The lesson of this is that forking processes or calling external is sometimes a reasonable thing to do. (as MJD noted earlier in the link).

Wednesday December 26, 2007
12:12 PM

Israeli Perl Workshop Next Week

This is a reminder that Israeli Perl Workshop for 2007 will take place next week on Monday, 31 Decemeber 2007. If you're planning to attend, please register at the site, and make the payment.

Friday December 21, 2007
08:29 AM

Making Websites Behave using Perl - The yjobs-proxy Story

Here is another cool use for Perl: pre-processing the HTML/JS/CSS markup of poorly-written sites before it reaches the web browser. In this post, I'll tell the story of how I ended up writing the yjobs-proxy markup-transforming proxy using CPAN's HTTP-Proxy to make www.yjobs.co.il work with Firefox on my Linux system.

It all started when I was job-hunting, and was dismayed to discover that there were much fewer Info-Tech job ads in the newspaper's "Wanted Ads" section than there used to be. The section proudly announced that now it has an Internet counterpart - www.yjobs.co.il. But much to my disappointment, it didn't work in my Linux-based, open-source browsers.

I almost immediately thought of writing a Greasemonkey script to whip the JavaScript code there into a shape where it can work with Firefox. Eventually, I started writing it, and looked for a way to inject new declarations of JavaScript functions into the page, to replace the existing and broken ones. I found a way to do that, but it turned out to have some limitations due to the architecture of Greasemonkey and the way it interacts with the page.

After thinking about it for a moment, I realised I could achieve the same thing by transforming the code that Firefox receives from the site into a more agreeable version. So I thought of a transforming proxy. Someone here on use.perl.org mentioned HTTP::Proxy in one of his posts, so I went to check it out and see if it can solve my problems.

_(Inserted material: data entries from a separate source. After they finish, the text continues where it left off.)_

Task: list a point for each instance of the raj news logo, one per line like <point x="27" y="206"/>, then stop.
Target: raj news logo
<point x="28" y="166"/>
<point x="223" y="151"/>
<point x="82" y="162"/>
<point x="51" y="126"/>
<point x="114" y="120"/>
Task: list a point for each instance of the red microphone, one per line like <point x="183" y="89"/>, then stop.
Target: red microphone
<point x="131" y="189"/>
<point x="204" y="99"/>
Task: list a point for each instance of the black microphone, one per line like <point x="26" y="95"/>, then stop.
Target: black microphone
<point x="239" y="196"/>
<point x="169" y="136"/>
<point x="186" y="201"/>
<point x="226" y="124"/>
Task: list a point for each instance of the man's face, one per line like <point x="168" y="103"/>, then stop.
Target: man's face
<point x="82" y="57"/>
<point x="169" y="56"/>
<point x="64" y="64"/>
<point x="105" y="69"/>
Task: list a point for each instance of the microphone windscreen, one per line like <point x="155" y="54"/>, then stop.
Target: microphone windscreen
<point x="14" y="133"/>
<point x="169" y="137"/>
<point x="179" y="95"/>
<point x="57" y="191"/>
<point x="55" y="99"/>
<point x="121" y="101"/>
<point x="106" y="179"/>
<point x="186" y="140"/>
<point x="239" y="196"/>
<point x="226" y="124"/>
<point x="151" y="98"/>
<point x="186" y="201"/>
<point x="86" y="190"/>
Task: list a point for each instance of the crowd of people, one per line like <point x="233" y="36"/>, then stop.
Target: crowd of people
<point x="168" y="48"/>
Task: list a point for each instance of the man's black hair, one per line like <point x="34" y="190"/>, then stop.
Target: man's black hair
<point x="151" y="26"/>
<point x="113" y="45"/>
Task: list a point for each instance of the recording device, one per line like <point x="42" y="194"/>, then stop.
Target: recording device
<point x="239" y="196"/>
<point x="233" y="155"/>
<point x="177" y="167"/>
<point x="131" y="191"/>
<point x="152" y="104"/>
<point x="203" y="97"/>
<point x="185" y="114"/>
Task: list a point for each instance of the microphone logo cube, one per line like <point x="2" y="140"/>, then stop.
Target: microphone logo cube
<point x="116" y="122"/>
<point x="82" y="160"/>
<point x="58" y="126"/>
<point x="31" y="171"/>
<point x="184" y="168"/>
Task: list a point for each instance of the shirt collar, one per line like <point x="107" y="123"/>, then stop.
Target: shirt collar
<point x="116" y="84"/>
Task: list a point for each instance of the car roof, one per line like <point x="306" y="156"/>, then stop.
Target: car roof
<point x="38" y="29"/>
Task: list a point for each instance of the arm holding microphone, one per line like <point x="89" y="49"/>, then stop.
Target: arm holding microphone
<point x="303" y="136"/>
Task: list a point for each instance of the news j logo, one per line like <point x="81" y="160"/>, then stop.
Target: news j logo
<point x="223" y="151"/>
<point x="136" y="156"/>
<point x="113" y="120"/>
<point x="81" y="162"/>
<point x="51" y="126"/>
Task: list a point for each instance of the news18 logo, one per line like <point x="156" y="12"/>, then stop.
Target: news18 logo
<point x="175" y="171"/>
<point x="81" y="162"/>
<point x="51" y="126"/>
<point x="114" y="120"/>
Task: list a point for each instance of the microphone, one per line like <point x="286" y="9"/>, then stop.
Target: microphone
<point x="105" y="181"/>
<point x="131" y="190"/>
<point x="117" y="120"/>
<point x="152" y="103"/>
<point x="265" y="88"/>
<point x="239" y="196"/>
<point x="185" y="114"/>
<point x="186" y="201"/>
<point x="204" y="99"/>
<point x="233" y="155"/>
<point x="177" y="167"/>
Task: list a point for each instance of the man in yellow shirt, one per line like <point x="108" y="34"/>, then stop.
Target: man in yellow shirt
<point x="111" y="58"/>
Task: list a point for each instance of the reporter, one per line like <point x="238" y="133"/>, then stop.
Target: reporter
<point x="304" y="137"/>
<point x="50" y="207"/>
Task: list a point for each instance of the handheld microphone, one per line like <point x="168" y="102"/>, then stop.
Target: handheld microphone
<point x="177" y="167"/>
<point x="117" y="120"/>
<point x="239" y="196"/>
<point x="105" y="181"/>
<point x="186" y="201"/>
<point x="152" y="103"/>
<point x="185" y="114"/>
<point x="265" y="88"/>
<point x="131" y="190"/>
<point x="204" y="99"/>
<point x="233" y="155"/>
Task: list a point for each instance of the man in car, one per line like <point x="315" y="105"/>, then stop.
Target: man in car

Meanwhile, I was distracted and delayed a bit by investigating this X Server bug. But then I resumed to work on the proxy. HTTP-Proxy turned out to be a great way to implement what I had in mind, but I still ran into a few problems. (Which weren't HTTP-Proxy's fault.).

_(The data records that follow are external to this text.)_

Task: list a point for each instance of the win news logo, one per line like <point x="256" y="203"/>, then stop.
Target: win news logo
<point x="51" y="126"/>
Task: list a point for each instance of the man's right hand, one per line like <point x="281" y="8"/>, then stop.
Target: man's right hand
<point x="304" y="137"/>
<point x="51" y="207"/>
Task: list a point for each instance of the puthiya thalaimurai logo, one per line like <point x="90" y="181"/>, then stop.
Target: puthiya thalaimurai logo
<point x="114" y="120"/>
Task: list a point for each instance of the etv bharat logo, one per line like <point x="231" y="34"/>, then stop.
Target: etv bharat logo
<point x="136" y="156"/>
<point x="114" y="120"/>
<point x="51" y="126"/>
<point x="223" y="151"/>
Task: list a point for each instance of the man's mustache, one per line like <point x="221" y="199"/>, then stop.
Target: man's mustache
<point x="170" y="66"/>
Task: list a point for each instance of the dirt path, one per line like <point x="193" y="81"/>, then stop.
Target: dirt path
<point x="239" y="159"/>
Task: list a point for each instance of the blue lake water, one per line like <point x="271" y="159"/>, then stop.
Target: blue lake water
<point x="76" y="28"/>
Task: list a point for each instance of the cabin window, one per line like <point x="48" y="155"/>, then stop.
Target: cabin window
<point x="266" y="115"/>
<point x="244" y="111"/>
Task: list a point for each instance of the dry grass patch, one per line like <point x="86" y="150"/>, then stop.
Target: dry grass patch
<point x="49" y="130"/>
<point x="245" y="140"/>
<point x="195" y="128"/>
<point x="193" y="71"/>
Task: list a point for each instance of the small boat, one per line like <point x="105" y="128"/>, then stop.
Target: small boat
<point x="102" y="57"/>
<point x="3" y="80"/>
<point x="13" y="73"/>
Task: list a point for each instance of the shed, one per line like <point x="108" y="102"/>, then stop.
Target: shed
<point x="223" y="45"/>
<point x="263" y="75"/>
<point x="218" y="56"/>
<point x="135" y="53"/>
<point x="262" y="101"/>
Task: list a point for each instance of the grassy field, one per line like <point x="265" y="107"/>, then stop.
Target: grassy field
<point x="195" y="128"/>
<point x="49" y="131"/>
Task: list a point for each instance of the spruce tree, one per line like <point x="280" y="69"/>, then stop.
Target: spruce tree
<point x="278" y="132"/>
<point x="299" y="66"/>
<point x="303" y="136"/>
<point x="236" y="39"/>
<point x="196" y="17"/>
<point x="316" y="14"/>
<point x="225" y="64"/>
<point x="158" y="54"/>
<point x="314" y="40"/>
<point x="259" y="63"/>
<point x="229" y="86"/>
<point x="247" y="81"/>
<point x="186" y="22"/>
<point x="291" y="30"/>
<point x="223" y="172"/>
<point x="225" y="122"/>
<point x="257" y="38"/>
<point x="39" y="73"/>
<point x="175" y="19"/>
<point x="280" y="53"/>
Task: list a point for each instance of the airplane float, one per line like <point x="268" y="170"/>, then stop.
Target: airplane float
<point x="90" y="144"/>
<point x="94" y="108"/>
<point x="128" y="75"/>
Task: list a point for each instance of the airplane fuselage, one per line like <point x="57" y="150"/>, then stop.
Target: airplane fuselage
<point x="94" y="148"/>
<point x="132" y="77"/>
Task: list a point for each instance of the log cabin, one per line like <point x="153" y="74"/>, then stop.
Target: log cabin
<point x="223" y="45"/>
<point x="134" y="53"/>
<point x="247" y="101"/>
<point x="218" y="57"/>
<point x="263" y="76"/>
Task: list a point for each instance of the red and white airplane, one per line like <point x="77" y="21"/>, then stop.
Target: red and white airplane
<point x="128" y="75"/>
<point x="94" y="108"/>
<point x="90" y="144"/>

The first one from what I recall was that it refused to filter JavaScript code. As it turned out yjobs sent the "Content-Type:" of the JavaScript code either as "application/x-javascript" or an undefined one, while I used "text/javascript". I ended up filtering them by the .js extension in the path, and by specifying a mime filter of "undef".

Then I ran into a problem where a variable called "Data" was assigned to, but not used anywhere else. As it turned out, my logging proxy, which I used to dump all the traffic, did not log the particular script where it was made use of. Maybe Firefox cached it. After that, I found out where it was used and used the Venkman JavaScript debugger to the problem I had getting it displayed on the page. It was fixed using a JavaScript transformation specific to that particular script.

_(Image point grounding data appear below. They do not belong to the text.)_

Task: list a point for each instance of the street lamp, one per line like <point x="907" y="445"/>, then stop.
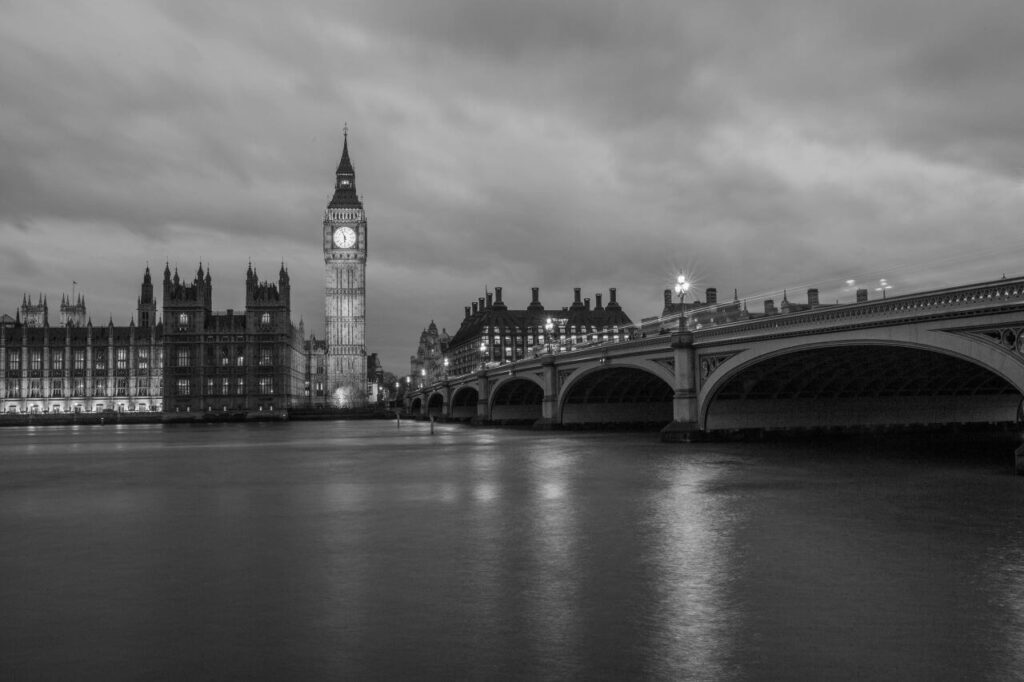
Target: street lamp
<point x="682" y="286"/>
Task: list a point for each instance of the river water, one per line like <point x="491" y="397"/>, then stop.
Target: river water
<point x="358" y="550"/>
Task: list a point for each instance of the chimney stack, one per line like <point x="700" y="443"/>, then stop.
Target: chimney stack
<point x="612" y="303"/>
<point x="535" y="303"/>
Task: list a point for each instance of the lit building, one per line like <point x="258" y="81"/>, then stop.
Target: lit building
<point x="230" y="361"/>
<point x="344" y="230"/>
<point x="492" y="333"/>
<point x="77" y="367"/>
<point x="427" y="365"/>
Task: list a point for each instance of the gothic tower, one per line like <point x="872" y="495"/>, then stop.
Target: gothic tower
<point x="345" y="289"/>
<point x="146" y="303"/>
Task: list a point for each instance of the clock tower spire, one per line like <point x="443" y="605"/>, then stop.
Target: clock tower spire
<point x="345" y="288"/>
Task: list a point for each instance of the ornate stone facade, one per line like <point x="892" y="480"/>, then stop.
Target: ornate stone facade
<point x="345" y="290"/>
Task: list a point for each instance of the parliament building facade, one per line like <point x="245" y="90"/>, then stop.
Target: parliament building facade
<point x="189" y="359"/>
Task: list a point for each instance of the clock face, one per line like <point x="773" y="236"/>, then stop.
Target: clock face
<point x="344" y="238"/>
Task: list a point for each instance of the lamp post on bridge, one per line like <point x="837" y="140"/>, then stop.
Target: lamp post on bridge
<point x="682" y="286"/>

Another problem I encountered was an original function was called despite the fact I overrided it in the bottom. As it turned out, this was caused because it was invoked before the JS interpreter reached the definition at the end. Like this code:

<html>
<body>
<script>
function mytest()
{
return "FirstFoo";
}

var myvar = mytest();
</script>

<h1 id="put_here">Put Here</h1>

<script>
document.getElementById("put_here").innerHTML = myvar;
</script>

<script>
function mytest()
{
return "Second";
}
</script>
</body>
</html>

This was resolved by transforming the JS code in the original function.

Eventually, I got it working enough. Then I cleaned up the proxy code, and released it for the world's consumption.

My future plans for this proxy, is to investigate a way to implement it as a Firefox extension that will be transform the markup from within Firefox.

A fellow Perl programmer I talked with on AIM that I pointed to the download page, said that "that's nucking futs, man" and then that "oh, it's cool. I just mean, that's pretty crazy. A proxy to make a site work... crazy. and awesome.". :-)

So this is one way Perl has given Power to the People. Hack on!

Tuesday December 18, 2007
03:24 AM

Happy 20th Birthday, Perl!

Today, Perl has its 20th Birthday. I'd like to thank Larry Wall and the rest of the perl and CPAN developers for actively developing such wonderful technology. Happy Birthday!